穂乃果はそれを見るために来ていたのだ。ちなみに響希は本当にそれに巻き込まれただけである。
「ほら、響希君起きて!!」
「う~ん」
穂乃果の言葉に響希は目をこするもまだフラフラしており、穂乃果の後ろから抱きつくように顎を頭の上に乗せる。
「もう、まだ寝ぼけてるの?」
穂乃果自身気恥ずかしさはあるものの、響希が寝起きが悪いことはとうの昔から知ってることであり、覚醒するまで時間かかることも承知していた。

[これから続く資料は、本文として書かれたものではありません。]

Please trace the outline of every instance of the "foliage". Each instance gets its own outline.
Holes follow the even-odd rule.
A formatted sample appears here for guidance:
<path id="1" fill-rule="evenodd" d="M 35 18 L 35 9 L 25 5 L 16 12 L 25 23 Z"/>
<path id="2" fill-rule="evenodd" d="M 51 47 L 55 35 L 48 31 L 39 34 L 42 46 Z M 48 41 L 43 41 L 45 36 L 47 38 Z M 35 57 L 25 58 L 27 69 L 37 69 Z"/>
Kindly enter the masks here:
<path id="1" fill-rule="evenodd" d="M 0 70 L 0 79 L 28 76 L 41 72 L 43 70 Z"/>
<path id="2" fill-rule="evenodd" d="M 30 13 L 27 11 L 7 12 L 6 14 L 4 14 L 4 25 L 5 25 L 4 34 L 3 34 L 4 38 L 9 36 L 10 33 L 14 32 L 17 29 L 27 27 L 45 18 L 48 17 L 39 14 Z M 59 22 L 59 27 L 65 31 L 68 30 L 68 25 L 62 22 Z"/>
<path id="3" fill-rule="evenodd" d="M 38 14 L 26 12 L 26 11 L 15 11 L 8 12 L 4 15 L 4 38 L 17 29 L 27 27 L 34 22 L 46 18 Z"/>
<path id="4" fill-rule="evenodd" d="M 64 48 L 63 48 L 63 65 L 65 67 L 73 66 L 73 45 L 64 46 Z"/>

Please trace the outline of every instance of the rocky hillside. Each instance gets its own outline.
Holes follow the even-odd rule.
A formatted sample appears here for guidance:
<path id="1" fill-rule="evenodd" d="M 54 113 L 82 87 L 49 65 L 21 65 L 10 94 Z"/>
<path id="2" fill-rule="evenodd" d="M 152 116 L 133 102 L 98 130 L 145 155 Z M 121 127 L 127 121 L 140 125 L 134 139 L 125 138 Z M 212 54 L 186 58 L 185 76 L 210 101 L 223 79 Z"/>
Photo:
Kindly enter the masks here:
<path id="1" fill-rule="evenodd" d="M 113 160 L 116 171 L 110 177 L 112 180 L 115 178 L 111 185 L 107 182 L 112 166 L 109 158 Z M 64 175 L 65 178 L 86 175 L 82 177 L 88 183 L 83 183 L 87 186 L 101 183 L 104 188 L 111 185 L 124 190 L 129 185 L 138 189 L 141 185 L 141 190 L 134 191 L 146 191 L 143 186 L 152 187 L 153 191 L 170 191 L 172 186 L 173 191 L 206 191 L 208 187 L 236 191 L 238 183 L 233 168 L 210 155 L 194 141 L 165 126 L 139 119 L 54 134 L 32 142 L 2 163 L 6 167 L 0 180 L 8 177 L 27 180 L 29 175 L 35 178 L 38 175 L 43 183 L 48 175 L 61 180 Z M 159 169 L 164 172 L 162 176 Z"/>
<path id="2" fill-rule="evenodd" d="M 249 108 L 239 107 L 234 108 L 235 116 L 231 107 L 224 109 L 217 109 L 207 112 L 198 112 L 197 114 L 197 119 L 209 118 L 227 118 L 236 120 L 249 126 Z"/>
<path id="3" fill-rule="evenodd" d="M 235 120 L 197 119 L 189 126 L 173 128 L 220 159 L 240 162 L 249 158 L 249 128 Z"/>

ちなみになんでそれで連れてきたという突っ込みは無しだ。
「~あれは?」
「えっとね」
響希は寝惚け眼でスクリーンを見て穂乃果に質問し、穂乃果はパンフレットで調べようとする。そしてふと穂乃果はとなりを見ると、そこには場違いとも言うべきコートにサングラスとマスク姿の少女。完全に変質者である。
「……A-RISEね」
穂乃果が驚いている間にある程度目覚めた響希はパンフレットを見て納得したようにスクリーンを見る。
「スクールアイドルってやつだよね?芸能人?」
「まぁ部活に近いけど、ご当地アイドルのようなものだね。
たしか人気なとこだとプロ並みにかなり人が来てるって聞いたことあるよ」
「へ~」
響希は意識がはっきりして来たのか体を伸ばし、そのまま穂乃果と一緒にA-RISEのライブを眺める。よく見ると音ノ木坂学院の生徒もいるようだ。
「しかし、確かに上手いな」
「……」
「穂乃果?」
響希はスクールアイドルトップと聞いていただけにうまいと思っていると穂乃果はフラフラと歩きだし、近くの手すりに寄りかかった。
「どうかしたの!?」
「……れだ……」
「え?」
「これだ!!!!」
この時穂乃果にある名案が浮かんだ。それは確かに音ノ木坂学院の命運の、物語の確かなピースだった。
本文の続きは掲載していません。